Among the worst hit are K-12 schools, higher education, health care and social services.
Today, House Speaker Kirk Adams said the House was close to a compromise with the Senate and the governor, and he was “cautiously optimistic” that, after one last meeting tonight, they would have a final budget plan.
Republican leaders have met with Gov. Jan Brewer and her staff in the last two days.
“It’s moving very smoothly. I am real pleased with the progress we are making,” said Sen. Andy Biggs, chairman of the Senate Appropriations Committee and also the Senate Majority Leader.
Legislators won’t delve into specific points of contention. Biggs said he wouldn’t even characterize them as sticking points because “everybody has been so cooperative in trying to get to a meeting place.”
But just like in any major piece of legislation, the final proof of a compromise between the three sides would be a final budget plan.
And any report of policymakers making progress behind closed doors would be put up against how quickly they can come up with a final compromise.
“We’re getting into the nitty-gritty details now,” Adams said.
And though it’s just a few more details to hammer out, Adams acknowledged that sometimes it’s those details that bring discussions to a stalemate.
Rep. John Kavanagh, chairman of the House Appropriations Committee, echoed those concerns about the last few “small” details.
“We could be very close, or we could be weeks away,” he said.
Adams and House Majority Leader Andy Tobin both said the discussions, so far, have been very civil. They declined to say what areas of disagreement remained.
They said that all parties have the same goal: Balance the budget with no gimmicks or borrowing.
Prior to the budget talks this week, there were serious disagreements between the Legislature and the governor in their approaches to solving the budget deficits and crafting a spending plan for the upcoming year.
Brewer was unhappy with the Senate proposal, which she very publicly criticized in an editorial in The Arizona Republic.
However, following her scolding of the Senate budget plan, the governor said she would be open to deeper cuts than the ones she proposed, but legislative leadership would have to convince her of their need.
While she is open to deeper cuts, Brewer said she didn’t want those cuts to come from K-12 schools. She opposed the $235 million cut the Senate budget made to the Arizona Department of Education.
In her editorial, Brewer also opposed a provision in the Senate budget that would take $150 million from the counties, which the governor said could cause tax increases at the local level.
“I think that it’s unfair to balance the state budget by just pushing those tax increases, if you will, down to local government.
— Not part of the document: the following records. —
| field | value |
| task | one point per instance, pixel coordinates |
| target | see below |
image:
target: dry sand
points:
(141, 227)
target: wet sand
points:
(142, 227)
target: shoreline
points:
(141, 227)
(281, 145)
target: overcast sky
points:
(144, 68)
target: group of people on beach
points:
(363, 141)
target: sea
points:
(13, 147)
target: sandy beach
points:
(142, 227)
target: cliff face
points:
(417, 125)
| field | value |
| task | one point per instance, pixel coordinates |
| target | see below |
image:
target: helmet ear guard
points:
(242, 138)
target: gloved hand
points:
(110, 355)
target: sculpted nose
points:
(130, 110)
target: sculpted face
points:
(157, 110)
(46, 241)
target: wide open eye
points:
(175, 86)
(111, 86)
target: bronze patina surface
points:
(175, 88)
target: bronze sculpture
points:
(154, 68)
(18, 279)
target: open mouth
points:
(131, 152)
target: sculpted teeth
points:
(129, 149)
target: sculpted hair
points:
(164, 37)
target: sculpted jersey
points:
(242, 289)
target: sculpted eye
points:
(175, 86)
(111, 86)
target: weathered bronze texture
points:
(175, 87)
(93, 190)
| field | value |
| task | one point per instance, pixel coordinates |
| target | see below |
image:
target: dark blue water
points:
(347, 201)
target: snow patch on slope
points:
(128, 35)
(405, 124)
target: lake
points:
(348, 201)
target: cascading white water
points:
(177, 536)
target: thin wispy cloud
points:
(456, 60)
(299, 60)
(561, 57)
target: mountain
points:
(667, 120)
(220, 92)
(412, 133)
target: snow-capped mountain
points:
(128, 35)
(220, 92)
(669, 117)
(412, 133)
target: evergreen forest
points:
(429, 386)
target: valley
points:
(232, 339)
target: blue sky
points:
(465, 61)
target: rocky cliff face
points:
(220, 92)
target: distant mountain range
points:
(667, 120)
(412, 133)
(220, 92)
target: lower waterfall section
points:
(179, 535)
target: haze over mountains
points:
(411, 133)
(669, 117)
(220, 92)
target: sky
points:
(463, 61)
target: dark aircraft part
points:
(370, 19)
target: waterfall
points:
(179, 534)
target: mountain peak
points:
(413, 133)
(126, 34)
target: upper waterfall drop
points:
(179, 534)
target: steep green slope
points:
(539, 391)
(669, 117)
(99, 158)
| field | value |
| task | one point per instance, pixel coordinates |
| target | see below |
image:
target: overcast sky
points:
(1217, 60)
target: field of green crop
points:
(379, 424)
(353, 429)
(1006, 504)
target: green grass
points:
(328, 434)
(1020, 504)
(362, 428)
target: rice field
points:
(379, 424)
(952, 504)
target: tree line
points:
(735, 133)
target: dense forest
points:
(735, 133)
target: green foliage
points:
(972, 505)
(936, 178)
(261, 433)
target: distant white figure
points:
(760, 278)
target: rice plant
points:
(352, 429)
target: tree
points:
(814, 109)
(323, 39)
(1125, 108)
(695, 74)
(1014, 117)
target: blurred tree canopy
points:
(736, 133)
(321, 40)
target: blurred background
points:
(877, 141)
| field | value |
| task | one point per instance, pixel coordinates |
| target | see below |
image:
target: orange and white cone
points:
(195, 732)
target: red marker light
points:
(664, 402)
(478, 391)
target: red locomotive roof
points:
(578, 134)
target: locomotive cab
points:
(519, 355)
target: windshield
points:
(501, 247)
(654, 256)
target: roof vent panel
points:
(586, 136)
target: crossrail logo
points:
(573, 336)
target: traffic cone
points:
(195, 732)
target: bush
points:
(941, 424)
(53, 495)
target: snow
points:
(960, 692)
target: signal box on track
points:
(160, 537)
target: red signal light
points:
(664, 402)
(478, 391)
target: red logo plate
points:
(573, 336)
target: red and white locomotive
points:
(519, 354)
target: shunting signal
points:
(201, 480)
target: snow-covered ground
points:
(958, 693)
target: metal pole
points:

They have tried to be our friends. They have tried to help us in every manner that they could. And I would think that that would be something that we need to talk about,” Brewer said. “I believe that we ought not to do that.”
In an earlier interview, Biggs, who chairs the Senate Appropriations Committee, said he would be willing to scale back the proposed K-12 cuts, but only if the governor agreed to deeper cuts elsewhere.
The goal, he said, is to pass a structurally balanced budget that doesn’t rely on “gimmicks,” such as a $245 million rollover for K-12 schools or a $330 million loan from the Early Childhood Development and Health Fund, also known as First Things First, that Brewer included in her budget.
“You’ve got to have a budget that is structurally balanced, which means you don’t spend more than your revenue is. You don’t do it with accounting gimmicks. You don’t do it with short-term overnight loans and tell people you have it balanced,” Biggs said.